Sample size calculation was performed based on a previous study5 using G*power (version 3.1., Autenzell, Germany). Type I error was set at 0.05, and type II error was set at 0.2. The clinically relevant difference was set at 20% of mean BIC with a standard deviation of 5%. Host responses to the placed 3D-printed implants can be affected by systemic conditions. Therefore, a sample size of nine animals was calculated per experimental group considering a 10% dropout rate, regarding each animal as a statistical unit. Three different surfaces of implants were placed in each animal, and one of them was placed additionally.

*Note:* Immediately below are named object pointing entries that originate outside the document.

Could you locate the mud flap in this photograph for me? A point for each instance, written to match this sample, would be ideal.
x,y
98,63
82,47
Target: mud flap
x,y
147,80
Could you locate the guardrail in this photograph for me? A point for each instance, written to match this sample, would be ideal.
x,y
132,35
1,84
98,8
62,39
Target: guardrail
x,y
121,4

Statistical analyses were performed with SPSS version 19 software (IBM Software, Armonk, NY, USA). After rejecting the normality assumption performed by Shapiro–Wilk’s test, a nonparametric statistical method was used. Kruskal–Wallis tests were used to determine the level of significance accompanied by a Bonferroni multiple comparison with the Mann–Whitney test. The difference was considered significant when the P value was < 0.05.

Intra‐examiner reliability for the histomophometric measurements was calculated using the inter‐class correlation coefficient. The inter‐class correlation coefficient was 0.988 with a 95% confidence interval of 0.954–0.997 indicating high intra‐examiner reliability (p < 0.001).